Ich möchte mich in diesem Fall auch nicht auf S7NetPlus festlegen, jede andere Bibliothek ist möglich. Wir haben einen Compile-Zyklus der Daten an einen Profinet-Device schickt (z.B. hier der IPC). Dieser sollte diese empfangen (je nachdem ob IRT oder nicht IRT müsste man erst schauen ob wir einen CP dazu kaufen). Wie du gesagt hast, sollte nun eine Software diese Telegramme verstehen und bestätigen - klar. Hast du eventuell mehr Informationen zum "PN Stack" da man bei Google nur herstellespezifische Dinge findet. Für mein Hintergrundwissen würde es mich natürlich interessieren, wie so ein PN Stack funktioniert und für mehr Infos über das PN Dev Kit wäre ich auch dankbar, da ich mich mit solchen Dingen beschäftige, um noch mehr zu lernen. Es ist schwierig direkt beim ersten Mal den Überblick zu behalten. 
Wenn wir jetzt davon ausgehen, dass ich "nur" Profinet RT benutze, bräuchte ich auch einen Software Controller am IPC? In den technischen Daten steht ja es ist RT-fähig auf Basis der Ethernet-Schnittstelle. Wenn ich das richtig verstanden habe, müsste ich mit diesem "PN Dev Kit" meinen eigenen Controller programmieren, der sozusagen die Telegramme versteht ODER ich habe bereits einen Software Controller (1507S),der das übernimmt oder?
Ansonsten würde ich versuchen die Idee mit IPC + CÜ + Software Controller durchzubringen - kriege ich dafür weitere Informationen bei Siemens oder gibt es bereits Handbücher online?

Gruß


----------



## ChristophD (30 Juli 2020)

Hi,

ein Einstieg wäre hier: https://support.industry.siemens.com/cs/ww/de/view/109760216

Alternativ könnte man auch ein IoT einsetzten, gibt es einen zwingenden Grund für den IPC?


----------



## JesperMP (30 Juli 2020)

Vielleicht liege ich da komplett falsch, aber wäre es nicht genügend mit Simatic Net PN IO (https://mall.industry.siemens.com/mall/en/WW/Catalog/Product/6GK1704-1HW14-0AA0), eventuell als OPC Server ? Und dann eine 'normalen' OPC Client um die Daten zu abfragen ?


----------



## JesperMP (30 Juli 2020)

Noch eine weitere Frage.
Woher kommt den Bedarf von IRT oder RT ? Ist 'RT' tatsächlich notwendig für die Anwendung ? 
D.h. Real-Time und deterministisch ?
In den Fall wäre es ein Problem da 'normale' Windows Programme keine RT Eigenschaften habe.
Eine Lösung wäre den vorgeschlagene Open Controller. Dies ist aber kein normalen Windows Programm.

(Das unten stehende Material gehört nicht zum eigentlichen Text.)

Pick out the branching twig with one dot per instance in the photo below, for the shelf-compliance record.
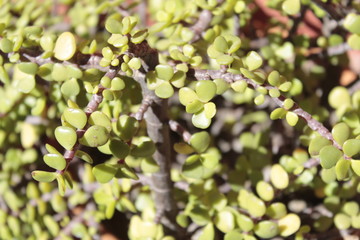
(201, 25)
(336, 12)
(145, 104)
(230, 77)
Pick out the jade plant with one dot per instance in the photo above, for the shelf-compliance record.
(176, 119)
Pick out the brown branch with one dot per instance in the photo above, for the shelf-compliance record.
(230, 78)
(176, 127)
(89, 109)
(156, 118)
(145, 104)
(335, 11)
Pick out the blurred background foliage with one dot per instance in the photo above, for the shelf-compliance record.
(263, 100)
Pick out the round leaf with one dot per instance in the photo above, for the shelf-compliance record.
(351, 148)
(266, 229)
(289, 224)
(164, 90)
(104, 172)
(55, 161)
(205, 90)
(329, 155)
(65, 46)
(95, 136)
(76, 117)
(253, 60)
(341, 133)
(279, 177)
(225, 221)
(66, 136)
(43, 176)
(119, 148)
(200, 141)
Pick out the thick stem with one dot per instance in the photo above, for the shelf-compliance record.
(156, 118)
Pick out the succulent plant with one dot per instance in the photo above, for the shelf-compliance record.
(199, 119)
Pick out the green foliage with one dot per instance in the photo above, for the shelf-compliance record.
(99, 81)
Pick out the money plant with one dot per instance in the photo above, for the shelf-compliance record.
(179, 119)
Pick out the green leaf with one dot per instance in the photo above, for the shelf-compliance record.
(66, 136)
(187, 95)
(239, 86)
(55, 161)
(205, 90)
(119, 148)
(289, 224)
(6, 45)
(339, 97)
(342, 221)
(210, 110)
(178, 80)
(354, 41)
(279, 177)
(51, 225)
(225, 221)
(329, 155)
(65, 46)
(104, 172)
(51, 149)
(266, 229)
(95, 136)
(113, 26)
(278, 113)
(316, 144)
(291, 7)
(148, 165)
(26, 83)
(209, 160)
(61, 184)
(200, 120)
(341, 133)
(351, 208)
(253, 60)
(127, 127)
(342, 168)
(221, 86)
(245, 222)
(274, 78)
(224, 59)
(76, 117)
(352, 23)
(292, 118)
(135, 63)
(164, 72)
(28, 67)
(200, 141)
(256, 206)
(125, 171)
(164, 90)
(100, 119)
(193, 168)
(194, 107)
(84, 156)
(70, 88)
(265, 190)
(117, 84)
(351, 148)
(355, 166)
(43, 176)
(208, 232)
(220, 44)
(144, 149)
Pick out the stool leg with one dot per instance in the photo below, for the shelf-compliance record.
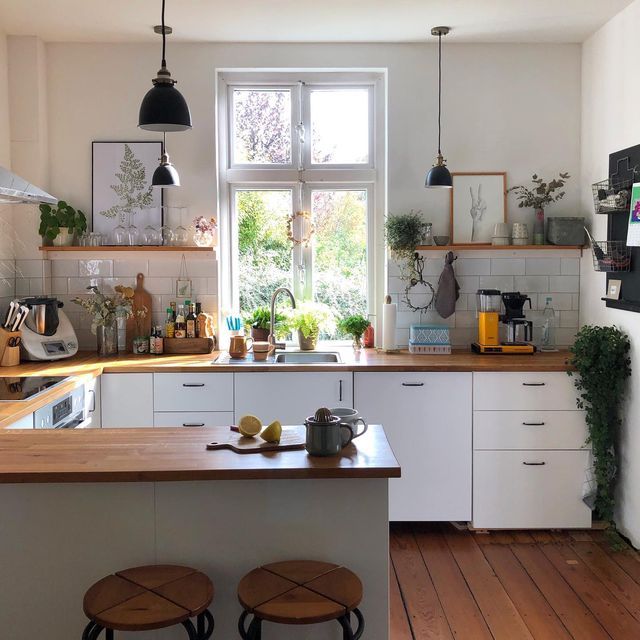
(191, 630)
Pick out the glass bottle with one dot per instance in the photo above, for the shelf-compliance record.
(548, 342)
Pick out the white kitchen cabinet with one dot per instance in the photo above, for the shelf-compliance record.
(290, 397)
(127, 400)
(428, 421)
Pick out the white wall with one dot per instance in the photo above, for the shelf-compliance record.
(610, 121)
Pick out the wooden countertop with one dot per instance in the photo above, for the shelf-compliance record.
(88, 364)
(173, 454)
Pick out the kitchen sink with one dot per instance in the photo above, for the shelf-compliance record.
(286, 357)
(307, 357)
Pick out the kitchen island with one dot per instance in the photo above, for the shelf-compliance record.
(81, 504)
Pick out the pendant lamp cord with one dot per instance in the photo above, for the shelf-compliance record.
(164, 37)
(439, 89)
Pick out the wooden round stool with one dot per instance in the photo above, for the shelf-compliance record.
(151, 597)
(300, 592)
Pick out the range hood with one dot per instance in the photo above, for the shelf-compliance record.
(16, 190)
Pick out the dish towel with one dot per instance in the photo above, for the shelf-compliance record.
(448, 288)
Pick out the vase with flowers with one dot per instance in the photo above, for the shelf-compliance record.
(204, 231)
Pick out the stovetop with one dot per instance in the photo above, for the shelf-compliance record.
(18, 389)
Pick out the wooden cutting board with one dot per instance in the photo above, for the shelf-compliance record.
(141, 299)
(293, 439)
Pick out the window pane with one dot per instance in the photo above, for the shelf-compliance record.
(340, 126)
(264, 250)
(340, 250)
(262, 126)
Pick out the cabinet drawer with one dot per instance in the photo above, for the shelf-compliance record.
(193, 418)
(193, 391)
(529, 489)
(523, 391)
(529, 430)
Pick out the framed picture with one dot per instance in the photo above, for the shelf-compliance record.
(122, 191)
(478, 203)
(613, 289)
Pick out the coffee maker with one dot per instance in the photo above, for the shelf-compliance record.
(489, 304)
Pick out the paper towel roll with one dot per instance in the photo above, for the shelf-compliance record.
(389, 314)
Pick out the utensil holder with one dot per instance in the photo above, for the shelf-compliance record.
(9, 355)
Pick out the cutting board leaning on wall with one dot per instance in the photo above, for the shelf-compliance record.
(141, 300)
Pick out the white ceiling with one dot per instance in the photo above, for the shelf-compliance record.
(308, 20)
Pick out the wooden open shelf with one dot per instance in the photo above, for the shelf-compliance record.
(127, 248)
(499, 247)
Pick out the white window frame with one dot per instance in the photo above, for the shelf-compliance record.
(371, 177)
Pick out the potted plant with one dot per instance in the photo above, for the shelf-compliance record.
(59, 224)
(354, 326)
(537, 197)
(309, 319)
(601, 359)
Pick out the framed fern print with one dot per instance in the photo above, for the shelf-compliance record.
(122, 194)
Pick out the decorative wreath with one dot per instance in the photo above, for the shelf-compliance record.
(306, 238)
(418, 279)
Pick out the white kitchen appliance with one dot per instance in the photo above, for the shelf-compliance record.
(47, 333)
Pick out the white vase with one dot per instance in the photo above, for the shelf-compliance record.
(64, 238)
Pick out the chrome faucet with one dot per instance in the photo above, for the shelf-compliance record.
(272, 321)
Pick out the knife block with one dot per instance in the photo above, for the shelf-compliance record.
(9, 356)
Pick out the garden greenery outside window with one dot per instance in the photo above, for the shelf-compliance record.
(287, 146)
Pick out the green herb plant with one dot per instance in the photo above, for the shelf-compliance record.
(541, 193)
(52, 219)
(601, 359)
(354, 326)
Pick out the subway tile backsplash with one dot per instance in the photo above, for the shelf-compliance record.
(539, 275)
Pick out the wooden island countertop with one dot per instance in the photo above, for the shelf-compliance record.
(175, 454)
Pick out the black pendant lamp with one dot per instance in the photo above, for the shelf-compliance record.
(165, 175)
(439, 175)
(164, 108)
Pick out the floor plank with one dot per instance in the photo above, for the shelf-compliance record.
(536, 612)
(398, 621)
(612, 615)
(574, 614)
(426, 616)
(461, 610)
(499, 612)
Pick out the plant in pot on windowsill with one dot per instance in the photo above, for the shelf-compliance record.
(59, 224)
(539, 196)
(309, 319)
(354, 326)
(601, 359)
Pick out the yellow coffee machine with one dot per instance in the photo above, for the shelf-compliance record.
(489, 305)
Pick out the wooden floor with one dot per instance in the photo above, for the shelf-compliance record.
(510, 585)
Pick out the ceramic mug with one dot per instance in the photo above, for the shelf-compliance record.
(239, 346)
(351, 418)
(326, 438)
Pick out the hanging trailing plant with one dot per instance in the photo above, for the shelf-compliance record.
(601, 359)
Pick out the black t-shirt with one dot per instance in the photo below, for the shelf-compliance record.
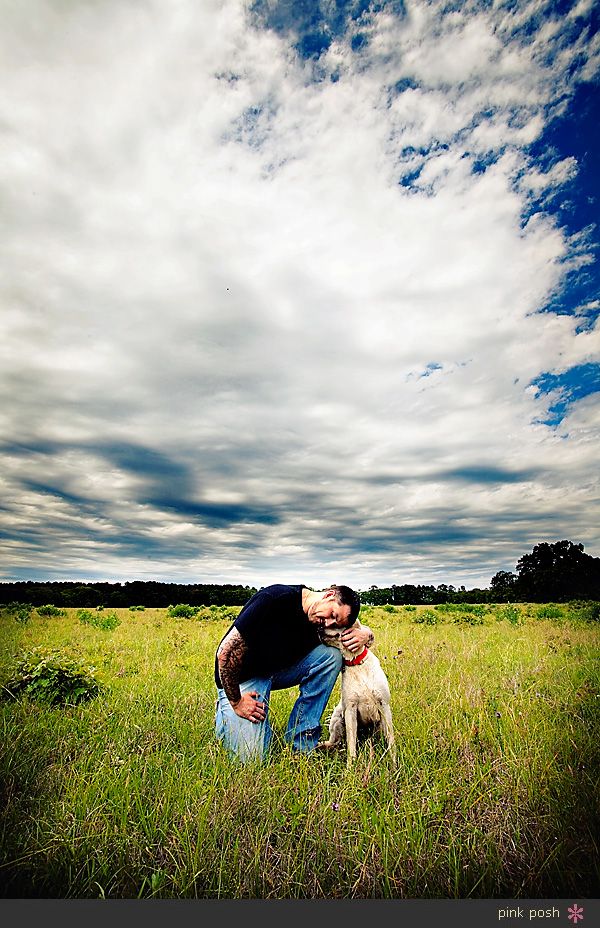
(276, 630)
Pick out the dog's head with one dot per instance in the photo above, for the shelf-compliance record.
(331, 636)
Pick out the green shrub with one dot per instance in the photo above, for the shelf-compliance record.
(428, 617)
(106, 621)
(50, 611)
(587, 611)
(469, 618)
(549, 611)
(510, 614)
(21, 612)
(54, 677)
(183, 611)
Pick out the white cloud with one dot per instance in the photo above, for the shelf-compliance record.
(210, 255)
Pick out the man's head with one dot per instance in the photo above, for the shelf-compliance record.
(335, 607)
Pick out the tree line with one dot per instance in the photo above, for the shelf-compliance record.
(556, 572)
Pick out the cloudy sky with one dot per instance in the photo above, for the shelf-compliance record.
(297, 291)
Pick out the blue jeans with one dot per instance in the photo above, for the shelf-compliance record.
(315, 674)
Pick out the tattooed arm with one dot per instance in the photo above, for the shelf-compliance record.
(230, 656)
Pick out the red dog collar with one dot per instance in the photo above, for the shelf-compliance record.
(357, 660)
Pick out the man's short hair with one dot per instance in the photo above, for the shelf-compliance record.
(347, 597)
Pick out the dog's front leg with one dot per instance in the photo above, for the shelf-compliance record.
(388, 731)
(351, 720)
(336, 729)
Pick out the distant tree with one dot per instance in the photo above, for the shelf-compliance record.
(503, 586)
(558, 572)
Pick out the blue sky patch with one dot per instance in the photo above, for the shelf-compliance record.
(568, 387)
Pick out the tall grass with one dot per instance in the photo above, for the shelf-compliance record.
(496, 793)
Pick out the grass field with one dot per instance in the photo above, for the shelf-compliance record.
(496, 793)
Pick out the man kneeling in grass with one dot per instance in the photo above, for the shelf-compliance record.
(274, 644)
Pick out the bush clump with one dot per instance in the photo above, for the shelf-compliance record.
(51, 611)
(510, 614)
(52, 677)
(549, 611)
(106, 620)
(469, 618)
(428, 617)
(21, 612)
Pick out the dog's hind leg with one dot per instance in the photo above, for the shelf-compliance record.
(336, 730)
(388, 731)
(351, 720)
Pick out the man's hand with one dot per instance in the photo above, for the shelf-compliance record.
(248, 707)
(357, 637)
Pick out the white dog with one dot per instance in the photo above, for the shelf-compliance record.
(365, 699)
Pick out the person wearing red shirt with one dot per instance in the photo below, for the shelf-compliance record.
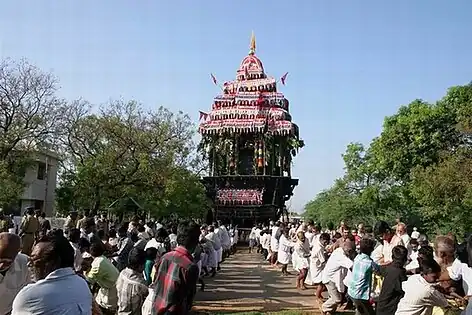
(177, 274)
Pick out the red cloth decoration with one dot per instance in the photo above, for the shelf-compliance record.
(203, 115)
(239, 196)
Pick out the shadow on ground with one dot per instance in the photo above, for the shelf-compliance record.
(246, 283)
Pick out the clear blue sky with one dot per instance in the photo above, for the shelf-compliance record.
(350, 62)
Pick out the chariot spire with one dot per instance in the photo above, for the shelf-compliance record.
(252, 46)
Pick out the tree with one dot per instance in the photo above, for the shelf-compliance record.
(125, 151)
(30, 119)
(444, 191)
(418, 168)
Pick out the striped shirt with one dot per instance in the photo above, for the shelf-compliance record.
(132, 291)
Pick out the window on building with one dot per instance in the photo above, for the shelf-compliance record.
(41, 171)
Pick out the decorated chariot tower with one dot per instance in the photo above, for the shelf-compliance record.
(250, 140)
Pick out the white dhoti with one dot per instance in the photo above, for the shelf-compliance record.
(147, 305)
(284, 257)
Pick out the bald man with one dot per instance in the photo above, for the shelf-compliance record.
(14, 271)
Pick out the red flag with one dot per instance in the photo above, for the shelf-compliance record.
(213, 78)
(283, 78)
(203, 115)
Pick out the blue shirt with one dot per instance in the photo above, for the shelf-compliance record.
(62, 292)
(359, 287)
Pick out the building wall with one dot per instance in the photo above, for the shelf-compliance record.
(40, 180)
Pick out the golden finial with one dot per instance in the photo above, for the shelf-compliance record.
(252, 47)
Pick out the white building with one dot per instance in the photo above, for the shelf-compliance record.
(40, 184)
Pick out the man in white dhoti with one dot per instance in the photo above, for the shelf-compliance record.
(215, 239)
(274, 243)
(318, 259)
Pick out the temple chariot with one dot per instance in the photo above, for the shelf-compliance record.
(249, 140)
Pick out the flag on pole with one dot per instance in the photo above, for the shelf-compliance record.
(214, 79)
(260, 100)
(283, 78)
(203, 115)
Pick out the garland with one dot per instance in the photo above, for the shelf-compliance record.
(239, 196)
(259, 125)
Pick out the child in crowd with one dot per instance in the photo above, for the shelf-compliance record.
(360, 283)
(333, 276)
(112, 240)
(421, 296)
(394, 274)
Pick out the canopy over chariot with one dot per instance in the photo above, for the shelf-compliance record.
(250, 140)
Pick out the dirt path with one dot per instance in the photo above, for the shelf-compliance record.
(247, 283)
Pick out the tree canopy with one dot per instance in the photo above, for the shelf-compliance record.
(419, 169)
(119, 151)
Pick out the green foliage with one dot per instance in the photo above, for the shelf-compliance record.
(31, 118)
(419, 168)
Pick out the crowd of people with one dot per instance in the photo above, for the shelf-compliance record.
(375, 270)
(94, 266)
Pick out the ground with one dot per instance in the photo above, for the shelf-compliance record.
(247, 284)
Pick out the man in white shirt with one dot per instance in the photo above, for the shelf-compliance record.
(58, 290)
(401, 232)
(14, 271)
(415, 234)
(334, 273)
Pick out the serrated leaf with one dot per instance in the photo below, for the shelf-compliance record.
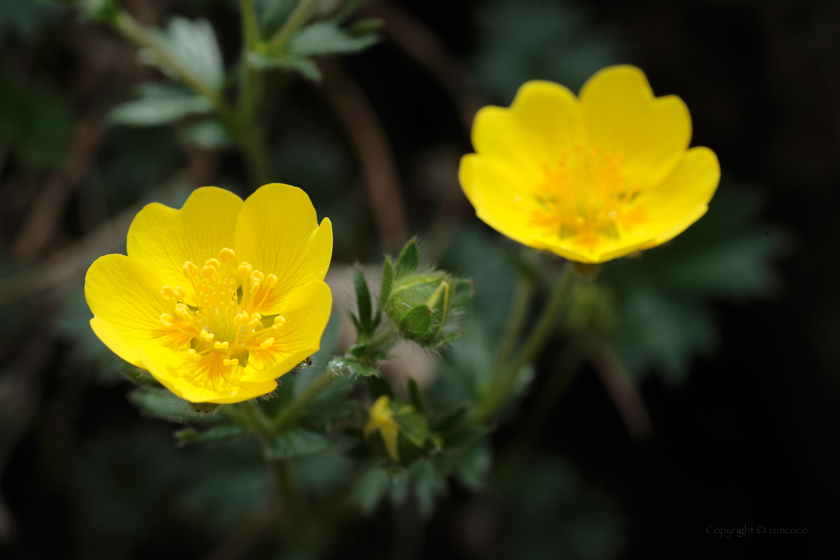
(416, 321)
(408, 261)
(194, 44)
(300, 441)
(326, 37)
(160, 403)
(157, 105)
(207, 133)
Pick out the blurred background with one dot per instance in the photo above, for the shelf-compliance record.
(729, 334)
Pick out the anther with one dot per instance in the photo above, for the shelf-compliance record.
(244, 270)
(190, 269)
(227, 255)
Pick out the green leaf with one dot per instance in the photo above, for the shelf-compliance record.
(364, 303)
(416, 395)
(371, 488)
(207, 133)
(416, 322)
(194, 44)
(408, 261)
(157, 105)
(160, 403)
(300, 441)
(216, 433)
(326, 37)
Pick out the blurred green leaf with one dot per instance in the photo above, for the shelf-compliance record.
(326, 37)
(300, 441)
(162, 404)
(521, 40)
(157, 105)
(216, 433)
(663, 314)
(370, 488)
(207, 133)
(194, 44)
(551, 513)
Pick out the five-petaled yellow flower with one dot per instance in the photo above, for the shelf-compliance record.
(590, 179)
(219, 298)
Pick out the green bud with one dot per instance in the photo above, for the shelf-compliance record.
(592, 309)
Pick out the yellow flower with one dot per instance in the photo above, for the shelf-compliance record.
(219, 298)
(590, 179)
(381, 418)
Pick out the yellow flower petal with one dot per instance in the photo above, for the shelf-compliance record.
(207, 380)
(683, 196)
(502, 199)
(124, 296)
(549, 117)
(622, 117)
(163, 238)
(306, 311)
(278, 233)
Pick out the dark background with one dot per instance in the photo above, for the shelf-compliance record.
(750, 438)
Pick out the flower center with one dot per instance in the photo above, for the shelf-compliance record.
(585, 194)
(219, 317)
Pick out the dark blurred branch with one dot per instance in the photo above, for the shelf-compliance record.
(421, 43)
(42, 221)
(368, 137)
(622, 391)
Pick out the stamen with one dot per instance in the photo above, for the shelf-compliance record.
(227, 256)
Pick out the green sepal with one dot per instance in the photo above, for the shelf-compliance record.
(364, 303)
(408, 261)
(415, 323)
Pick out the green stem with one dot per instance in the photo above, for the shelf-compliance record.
(518, 313)
(504, 382)
(296, 19)
(289, 416)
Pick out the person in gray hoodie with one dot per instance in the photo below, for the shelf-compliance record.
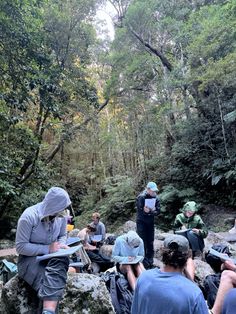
(41, 229)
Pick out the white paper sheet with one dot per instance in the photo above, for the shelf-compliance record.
(61, 252)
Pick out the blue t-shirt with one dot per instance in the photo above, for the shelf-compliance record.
(160, 292)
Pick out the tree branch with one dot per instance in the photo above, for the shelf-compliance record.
(67, 136)
(153, 50)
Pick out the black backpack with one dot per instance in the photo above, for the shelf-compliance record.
(214, 261)
(211, 285)
(121, 295)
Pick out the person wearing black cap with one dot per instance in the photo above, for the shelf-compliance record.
(167, 290)
(148, 206)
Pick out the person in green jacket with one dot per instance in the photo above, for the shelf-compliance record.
(189, 224)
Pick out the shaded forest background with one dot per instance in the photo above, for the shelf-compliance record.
(102, 117)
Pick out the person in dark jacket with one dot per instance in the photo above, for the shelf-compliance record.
(148, 206)
(41, 230)
(190, 225)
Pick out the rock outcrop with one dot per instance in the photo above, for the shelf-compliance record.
(84, 294)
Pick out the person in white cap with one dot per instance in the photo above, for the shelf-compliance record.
(128, 253)
(148, 206)
(41, 230)
(167, 290)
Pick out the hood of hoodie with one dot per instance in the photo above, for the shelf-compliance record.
(133, 239)
(190, 206)
(55, 201)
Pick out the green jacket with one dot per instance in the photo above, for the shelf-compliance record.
(192, 222)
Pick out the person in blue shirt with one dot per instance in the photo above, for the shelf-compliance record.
(167, 290)
(128, 252)
(145, 220)
(229, 305)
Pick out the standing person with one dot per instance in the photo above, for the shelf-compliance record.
(192, 226)
(227, 285)
(145, 220)
(129, 247)
(100, 229)
(41, 230)
(167, 290)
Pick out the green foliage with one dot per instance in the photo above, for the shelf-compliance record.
(115, 207)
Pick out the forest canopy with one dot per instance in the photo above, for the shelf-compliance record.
(101, 117)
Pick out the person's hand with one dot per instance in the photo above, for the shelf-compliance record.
(131, 258)
(228, 265)
(54, 247)
(64, 246)
(146, 209)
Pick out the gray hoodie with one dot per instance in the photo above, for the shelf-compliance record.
(35, 232)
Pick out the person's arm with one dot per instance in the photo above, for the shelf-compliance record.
(103, 232)
(23, 244)
(201, 227)
(200, 305)
(140, 203)
(177, 223)
(63, 235)
(157, 207)
(116, 253)
(141, 251)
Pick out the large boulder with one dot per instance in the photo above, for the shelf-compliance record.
(84, 293)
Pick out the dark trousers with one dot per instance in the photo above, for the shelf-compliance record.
(146, 233)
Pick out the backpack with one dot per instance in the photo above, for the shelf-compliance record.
(214, 261)
(110, 240)
(7, 270)
(121, 295)
(211, 285)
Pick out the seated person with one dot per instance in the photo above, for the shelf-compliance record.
(82, 254)
(227, 283)
(129, 247)
(167, 290)
(195, 228)
(100, 230)
(102, 261)
(229, 305)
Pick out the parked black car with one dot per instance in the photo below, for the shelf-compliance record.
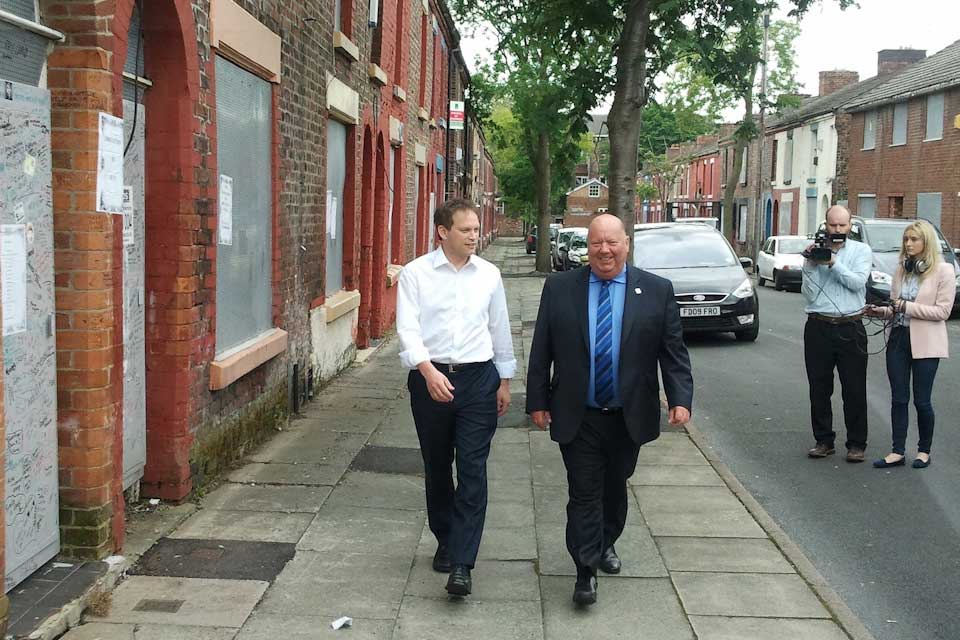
(710, 282)
(885, 237)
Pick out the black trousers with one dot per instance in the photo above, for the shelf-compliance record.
(599, 461)
(461, 429)
(842, 347)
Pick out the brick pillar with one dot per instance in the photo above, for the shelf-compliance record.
(89, 373)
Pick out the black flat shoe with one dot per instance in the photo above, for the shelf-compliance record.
(610, 561)
(459, 583)
(585, 591)
(883, 464)
(441, 559)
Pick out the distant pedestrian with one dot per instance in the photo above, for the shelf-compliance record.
(602, 332)
(834, 336)
(455, 338)
(922, 296)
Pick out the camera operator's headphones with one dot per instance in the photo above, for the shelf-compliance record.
(912, 265)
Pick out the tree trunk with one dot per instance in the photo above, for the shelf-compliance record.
(541, 170)
(625, 113)
(742, 143)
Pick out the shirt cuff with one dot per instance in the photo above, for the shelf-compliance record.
(507, 369)
(413, 357)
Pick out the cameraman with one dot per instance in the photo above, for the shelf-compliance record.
(834, 336)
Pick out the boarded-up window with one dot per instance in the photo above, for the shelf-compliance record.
(928, 207)
(899, 124)
(934, 117)
(867, 206)
(869, 130)
(244, 266)
(336, 178)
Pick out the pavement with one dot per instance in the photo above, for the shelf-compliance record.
(327, 520)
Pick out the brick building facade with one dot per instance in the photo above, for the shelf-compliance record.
(346, 135)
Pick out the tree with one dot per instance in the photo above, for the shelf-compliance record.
(552, 77)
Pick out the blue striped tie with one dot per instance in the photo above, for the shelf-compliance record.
(603, 349)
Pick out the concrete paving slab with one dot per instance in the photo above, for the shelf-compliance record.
(508, 514)
(747, 595)
(625, 610)
(696, 511)
(265, 626)
(721, 628)
(672, 449)
(364, 489)
(245, 525)
(283, 499)
(442, 619)
(636, 549)
(311, 445)
(508, 543)
(107, 631)
(282, 473)
(493, 581)
(676, 475)
(344, 529)
(501, 490)
(359, 585)
(216, 559)
(551, 505)
(188, 602)
(733, 555)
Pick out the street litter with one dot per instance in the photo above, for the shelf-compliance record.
(341, 622)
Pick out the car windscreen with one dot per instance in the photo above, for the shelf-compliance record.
(678, 249)
(792, 245)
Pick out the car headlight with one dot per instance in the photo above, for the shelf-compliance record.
(745, 290)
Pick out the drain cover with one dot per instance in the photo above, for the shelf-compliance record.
(159, 606)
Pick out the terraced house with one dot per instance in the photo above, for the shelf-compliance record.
(206, 206)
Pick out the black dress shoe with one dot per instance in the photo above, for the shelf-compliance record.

Wenn kein RT gefordert ist, dann wäre mein Vorschlag mit z.B. Simatic NET PN IO ein Möglichkeit.


----------



## Bergungsdackel (30 Juli 2020)

ChristophD schrieb:


> Hi,
> 
> ein Einstieg wäre hier: https://support.industry.siemens.com/cs/ww/de/view/109760216
> 
> Alternativ könnte man auch ein IoT einsetzten, gibt es einen zwingenden Grund für den IPC?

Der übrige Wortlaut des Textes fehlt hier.